The man remained silent. His scars showed more clearly now whenever they passed beneath light, one of them running from the cheek toward the jaw in a thick pale line. Arvey watched for any shift in posture, though the giant gave him nothing.
He tried again from another angle. "What is the city like?" he asked. "What is beyond Draven's streets?"
No answer came. They crossed a narrow passage where laundry hung low between buildings, then stepped into a broader lane where traders still shouted prices over crates of fish packed in dirty ice.
Arvey folded his arms while walking. "And the people?" he asked. "What kind of people live here? Nobles, workers, thieves, or all of them?"
The giant did not react. He passed a butcher's stall where hooks swung above a board slick with dark blood. Then he moved through a cluster of buyers without touching any of them, which took more care than his size suggested.
"Great," Arvey muttered. "So you do know how to talk. You just choose not to."
Kozlo tilted his head toward the giant's back. "Big wall," he muttered.
Arvey almost smiled as they kept going. The deeper they went, the more he noticed what held the city together.

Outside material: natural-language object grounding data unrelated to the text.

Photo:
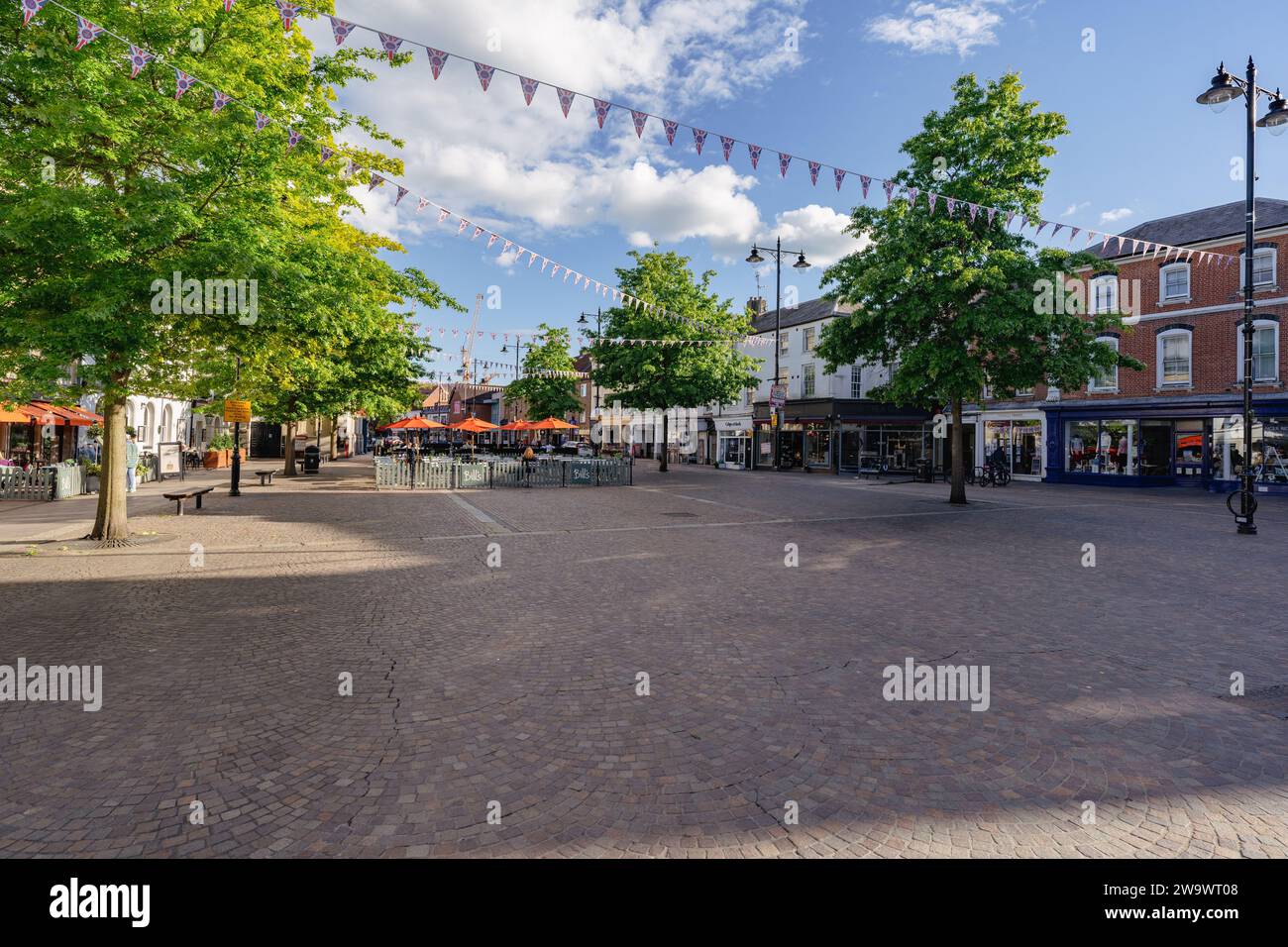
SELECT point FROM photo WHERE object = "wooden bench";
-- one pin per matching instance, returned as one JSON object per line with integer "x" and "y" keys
{"x": 180, "y": 496}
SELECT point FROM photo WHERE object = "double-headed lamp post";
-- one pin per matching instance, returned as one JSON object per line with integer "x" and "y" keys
{"x": 593, "y": 401}
{"x": 1227, "y": 88}
{"x": 755, "y": 258}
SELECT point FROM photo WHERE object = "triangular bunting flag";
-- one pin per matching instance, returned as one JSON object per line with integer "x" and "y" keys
{"x": 342, "y": 30}
{"x": 437, "y": 60}
{"x": 601, "y": 111}
{"x": 86, "y": 33}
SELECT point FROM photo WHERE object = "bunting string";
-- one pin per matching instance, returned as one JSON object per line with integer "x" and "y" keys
{"x": 438, "y": 58}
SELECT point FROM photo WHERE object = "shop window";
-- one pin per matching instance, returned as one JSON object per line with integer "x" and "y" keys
{"x": 1108, "y": 379}
{"x": 1102, "y": 447}
{"x": 1173, "y": 282}
{"x": 1265, "y": 351}
{"x": 1173, "y": 359}
{"x": 1104, "y": 294}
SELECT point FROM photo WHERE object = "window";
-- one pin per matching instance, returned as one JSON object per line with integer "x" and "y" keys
{"x": 1104, "y": 294}
{"x": 1265, "y": 351}
{"x": 1263, "y": 261}
{"x": 1173, "y": 359}
{"x": 1173, "y": 282}
{"x": 1107, "y": 380}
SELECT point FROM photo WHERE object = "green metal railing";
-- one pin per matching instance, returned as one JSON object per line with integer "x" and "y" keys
{"x": 497, "y": 474}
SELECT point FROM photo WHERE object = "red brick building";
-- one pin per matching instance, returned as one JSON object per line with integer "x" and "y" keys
{"x": 1179, "y": 420}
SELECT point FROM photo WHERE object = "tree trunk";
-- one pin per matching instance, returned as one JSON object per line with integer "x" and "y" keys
{"x": 666, "y": 440}
{"x": 958, "y": 491}
{"x": 290, "y": 451}
{"x": 110, "y": 522}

Men with work scars carried crates beside women with knives on their hips. "Lift with your legs, idiot," one woman snapped at a boy struggling under a sack near the wall. A broad-shouldered Ferran with dark ridges along his jaw argued with a thin human smith in front of a forge that still burned near a corner workshop. "I paid for steel, not this bent scrap," the Ferran growled, jabbing a thick finger toward a half-finished blade. A horned Veyr woman counted coins at a spice stall and muttered, "Short again," before slapping one copper back onto the counter. At the next doorway a broad woman shouted at three gamblers to get out if they wanted to keep their teeth. One of them laughed and said, "Then come take them," which only made her reach for the cleaver at her belt.
This was no neat city district. It was crowded, uneven, and hard at the edges. Yet it held a rhythm that could only exist where people believed tomorrow would still come.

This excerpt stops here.